CAMP ZAMA, Japan – Replica samples of an asteroid that were brought back to Earth following a six-year Japanese-led collection mission in space are currently on display at the Camp Zama library here .
The replicas were based on samples from the “Ryugu” asteroid, from which the Asteroid Explorer Hayabusa2 spacecraft was collected and returned in 2020. The Japan Aerospace Exploration Agency, or JAXA, located near Camp Zama, first launched the mission in December 2014.
The library’s static display includes sample replicas, photos and facts about the Hayabusa2 mission, as well as a small model of the spacecraft.
Sagamihara City 3D printed 200 reproductions of the samples and allowed eligible organizations to apply to receive the samples for display. Sayuri Nagai, a community relations specialist assigned to public affairs at the U.S. Army Garrison Japan, said she applied as soon as she heard about the offer.
“I thought having the samples available here would be a great gateway for members of the Camp Zama community to learn more about Japan’s contributions to science, technology, engineering, and mathematics. “, said Nagai.
Sagamihara City invited former USAG Japan commanders to tour JAXA facilities, including the current commander, Col. Christopher L. Tomlinson, who also visited the Sagamihara City Museum next to the JAXA in December 2021 to see the real Hayabusa2 samples.
“I wanted the community here to have the same opportunity to learn more about the mission and to share the pride that Japan has for the Hayabusa2 project,” Nagai said.
After Camp Zama was selected as one of the recipients of the replicas, Nagai contacted James McGee, director of USAG Japan’s Visual Information Division, to ask for his help in setting up an exhibit.
McGee, who loves NASA and space exploration, immediately said yes to the project.
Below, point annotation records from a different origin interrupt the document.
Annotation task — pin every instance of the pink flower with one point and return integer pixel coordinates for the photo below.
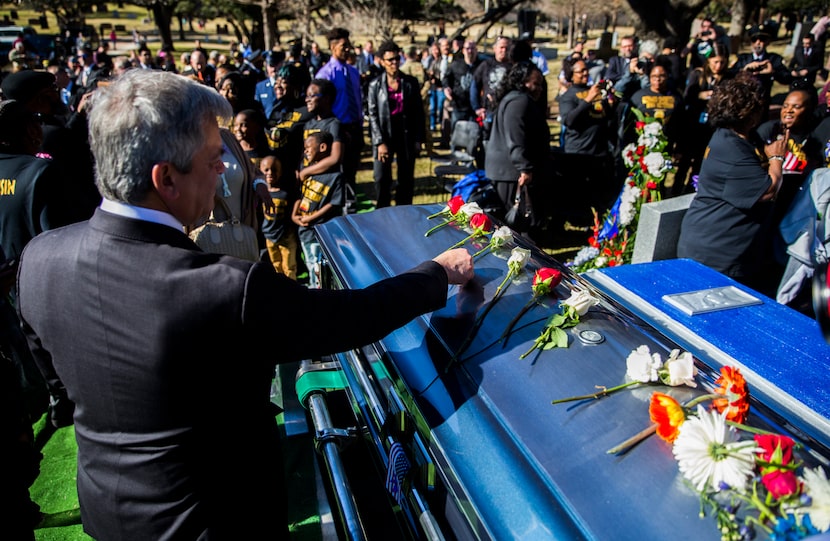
(777, 472)
(455, 204)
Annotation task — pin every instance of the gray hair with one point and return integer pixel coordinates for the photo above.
(649, 46)
(143, 118)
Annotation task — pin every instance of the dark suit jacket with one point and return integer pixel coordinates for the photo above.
(168, 353)
(380, 119)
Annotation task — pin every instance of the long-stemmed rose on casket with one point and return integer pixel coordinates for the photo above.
(453, 206)
(544, 281)
(642, 367)
(517, 261)
(481, 224)
(554, 335)
(754, 486)
(461, 217)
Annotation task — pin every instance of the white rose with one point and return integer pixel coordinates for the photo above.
(470, 209)
(581, 301)
(680, 369)
(642, 365)
(628, 154)
(655, 164)
(654, 129)
(518, 259)
(648, 141)
(501, 236)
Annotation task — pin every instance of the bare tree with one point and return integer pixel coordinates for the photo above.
(661, 19)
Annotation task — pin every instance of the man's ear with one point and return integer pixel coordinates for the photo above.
(164, 182)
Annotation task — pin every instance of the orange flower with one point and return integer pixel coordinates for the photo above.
(735, 395)
(667, 414)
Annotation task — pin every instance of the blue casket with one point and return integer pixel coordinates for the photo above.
(486, 454)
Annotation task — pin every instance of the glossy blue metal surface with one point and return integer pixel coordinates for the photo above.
(520, 467)
(782, 351)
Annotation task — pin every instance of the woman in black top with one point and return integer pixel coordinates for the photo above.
(700, 83)
(727, 224)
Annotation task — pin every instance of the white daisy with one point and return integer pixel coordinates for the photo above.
(642, 365)
(709, 453)
(818, 488)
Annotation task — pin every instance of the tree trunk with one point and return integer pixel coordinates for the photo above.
(660, 19)
(741, 10)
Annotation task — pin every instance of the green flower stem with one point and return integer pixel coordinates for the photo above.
(525, 309)
(700, 399)
(633, 440)
(487, 248)
(630, 442)
(464, 240)
(437, 227)
(543, 339)
(603, 392)
(750, 429)
(510, 275)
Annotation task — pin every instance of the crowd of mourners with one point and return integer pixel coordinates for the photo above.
(302, 117)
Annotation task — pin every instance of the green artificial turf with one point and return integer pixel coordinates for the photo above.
(54, 489)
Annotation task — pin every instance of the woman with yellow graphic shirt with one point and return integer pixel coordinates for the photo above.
(321, 198)
(659, 100)
(589, 121)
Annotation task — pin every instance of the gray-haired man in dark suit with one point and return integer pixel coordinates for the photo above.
(166, 350)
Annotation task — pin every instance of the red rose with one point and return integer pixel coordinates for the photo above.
(777, 451)
(455, 204)
(781, 483)
(548, 276)
(481, 222)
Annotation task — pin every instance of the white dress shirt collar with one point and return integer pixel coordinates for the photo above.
(141, 213)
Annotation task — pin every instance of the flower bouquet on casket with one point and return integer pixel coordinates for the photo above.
(750, 480)
(648, 163)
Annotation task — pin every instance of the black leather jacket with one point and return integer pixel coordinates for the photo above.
(380, 120)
He worked with Derek Mayhew, one of his graphic designers, to print photos and design the display, and even paid out of pocket for transparent display cases for samples and a miniature model of the Hayabusa2 spacecraft.
After the exhibit was completed, McGee requested and obtained permission from the Camp Zama Library to install it there.
“I think one of the things community members can learn from the exhibit is that new things are being discovered every day,” McGee said. “This discovery is important for understanding how these crucial organic molecules arrived on Earth.”
McGee said the exhibit shows only a small aspect of JAXA’s work, and the organization continues to explore the solar system in hopes of unlocking some of its many secrets. He calls this time an “exciting time” for scientists, astronomers and fans of space exploration.
“I want the Camp Zama community to know that JAXA, the Japanese equivalent of NASA, is literally in our backyard, minutes from Camp Zama, and they are doing amazing things in space and have a wonderful museum that would be interesting for the whole family,” McGee said.
Nagai agreed, saying the nearby towns of the facility, Sagamihara and Zama, offer many other great cultural and educational events for the public. USAG Japan Public Affairs regularly shares information about local cultural events and educational opportunities through social media.
The replicas will be on display until around July 20.